Sariagri - Serangga adalah makanan yang bergizi, lezat dan sumber protein alternatif yang berkelanjutan. Lebih dari dua miliar orang di seluruh dunia, terutama di daerah tropis mengonsumsi serangga. Sementara orang-orang di kawasan Amerika, Eropa dan juga Australia belum terbiasa dengan sajian makanan ini.

Namun berdasarkan sebuah survei terbaru, banyak orang Australia yang mau mengonsumsi serangga sebagai makanan alternatif di masa depan. Survei dilakukan sebuah lembaga swasta terhadap 601 orang dewasa Australia tentang pengalaman dan sikap mereka terhadap serangga yang dapat dimakan.
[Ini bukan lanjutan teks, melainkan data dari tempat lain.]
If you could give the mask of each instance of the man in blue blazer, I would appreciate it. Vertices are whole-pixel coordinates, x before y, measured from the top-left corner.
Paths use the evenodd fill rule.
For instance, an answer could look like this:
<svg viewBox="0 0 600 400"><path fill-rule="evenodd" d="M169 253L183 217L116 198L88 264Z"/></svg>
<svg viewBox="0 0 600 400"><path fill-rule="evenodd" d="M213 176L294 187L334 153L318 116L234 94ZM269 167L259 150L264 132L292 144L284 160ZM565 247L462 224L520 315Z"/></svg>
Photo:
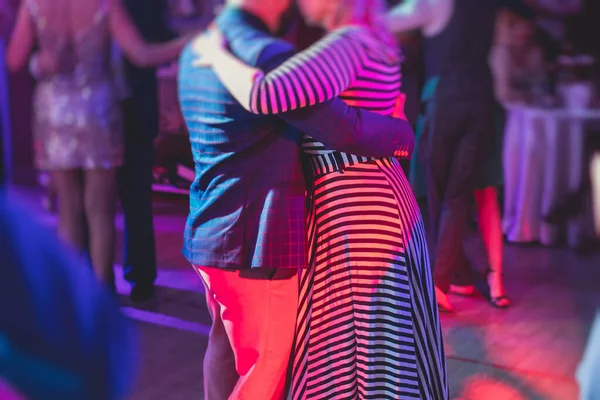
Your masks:
<svg viewBox="0 0 600 400"><path fill-rule="evenodd" d="M268 71L294 54L271 32L289 0L231 1L216 24L231 51ZM390 156L412 141L403 120L339 99L279 117L245 111L207 67L182 54L179 100L196 179L183 253L206 287L213 318L204 359L205 400L281 399L306 267L300 132L329 148Z"/></svg>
Hasilnya, dari orang dewasa yang disurvei, 56,2% di antaranya menyatakan mereka mungkin akan memakan serangga di masa depan. Mereka ini adalah orang yang belum pernah mencoba makan serangga. Sementara untuk orang dewasa yang sudah pernah mencoba, hasilnya 82,2% mau makan serangga. Sebanyak 35% dari mereka sebelumnya pernah mencoba serangga, paling sering jangkrik dan belalang, demikian dikutip dari phys.org.

Sumber protein

Serangga sebenarnya telah menjadi makanan pokok penduduk asli Australia selama puluhan ribu tahun. Orang Romawi dan Yunani kuno juga memakan serangga. Namun peralihan dari gaya hidup pemburu-pengumpul ke pertanian dan urbanisasi, serta pengaruh budaya barat telah membuat banyak orang mulai kehilangan selera untuk makan serangga.
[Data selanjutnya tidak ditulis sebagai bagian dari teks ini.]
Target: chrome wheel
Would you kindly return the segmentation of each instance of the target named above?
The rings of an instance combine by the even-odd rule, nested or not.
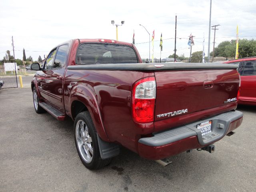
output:
[[[76,125],[76,140],[81,157],[86,163],[90,163],[93,157],[92,138],[88,127],[82,120],[79,120]]]
[[[34,105],[35,106],[36,110],[37,111],[38,109],[38,102],[37,100],[37,94],[36,94],[36,92],[34,90],[33,92],[33,99],[34,100]]]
Padahal, populasi global yang terus tumbuh membutuhkan sumber protein alternatif untuk memenuhi kebutuhan produksi pangan di masa depan secara berkelanjutan. Permintaan protein terus meningkat bahkan mencapai 76% pada tahun 2050 menurut FAO, tetapi produksi dibatasi karena sumber daya bumi yang terbatas.
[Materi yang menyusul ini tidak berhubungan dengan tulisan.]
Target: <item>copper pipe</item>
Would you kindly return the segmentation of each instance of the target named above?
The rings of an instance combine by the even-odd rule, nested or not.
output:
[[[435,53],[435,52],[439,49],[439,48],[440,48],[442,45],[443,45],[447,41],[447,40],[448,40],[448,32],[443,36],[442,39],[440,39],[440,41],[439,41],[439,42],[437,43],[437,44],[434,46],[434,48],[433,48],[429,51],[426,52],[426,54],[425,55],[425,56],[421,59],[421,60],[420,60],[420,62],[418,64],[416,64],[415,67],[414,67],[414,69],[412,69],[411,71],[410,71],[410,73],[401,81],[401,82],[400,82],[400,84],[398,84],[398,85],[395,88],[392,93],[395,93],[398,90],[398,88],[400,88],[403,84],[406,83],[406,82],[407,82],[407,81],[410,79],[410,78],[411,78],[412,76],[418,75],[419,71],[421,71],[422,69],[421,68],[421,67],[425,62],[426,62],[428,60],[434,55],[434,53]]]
Serangga yang dapat dimakan memiliki potensi sebagai makanan masa depan yang penting, karena menawarkan sumber protein bergizi yang lebih berkelanjutan untuk diproduksi dengan menggunakan lebih sedikit lahan, energi, dan air.

Mengapa serangga belum populer

Banyak alasan mengapa orang Australia belum membiasakan diri makan serangga, selain karena serangga memang belum banyak di menu rumah makan. Namun menurut mereka, dukungan pemerintahan dan banyaknya ulasan di media arus utama tentang serangga yang dapat dimakan, akan meningkatkan minat mereka untuk makan serangga.

Bagi mereka yang ingin mencoba makan serangga, tepung berbahan dasar serangga (seperti roti dan biskuit), semut berlapis cokelat dan jangkrik adalah pilihan utama. Namun, tidak semua spesies diterima dengan cara yang sama, seperti ngengat atau larva lalat.

Baca Juga: Ketika Serangga Kini Mulai Jadi Makanan yang Disukai Warga Australia
Masih Dianggap Tabu, Ilmuwan Cari Cara agar Serangga Lebih Lezat Saat Dinikmati Manusia

Peserta survei juga mengatakan bahwa mereka bersedia makan produk berbasis serangga jika mereka mengetahui bagaimana makanan tersebut bermanfaat, baik dari sudut pandang nutrisi maupun lingkungan.

Apapun, pergeseran ke arah keinginan untuk mencoba serangga, sangat menjanjikan untuk pasar serangga yang dapat dimakan di Australia. Nah, bagaiamana dengan di Indonesia?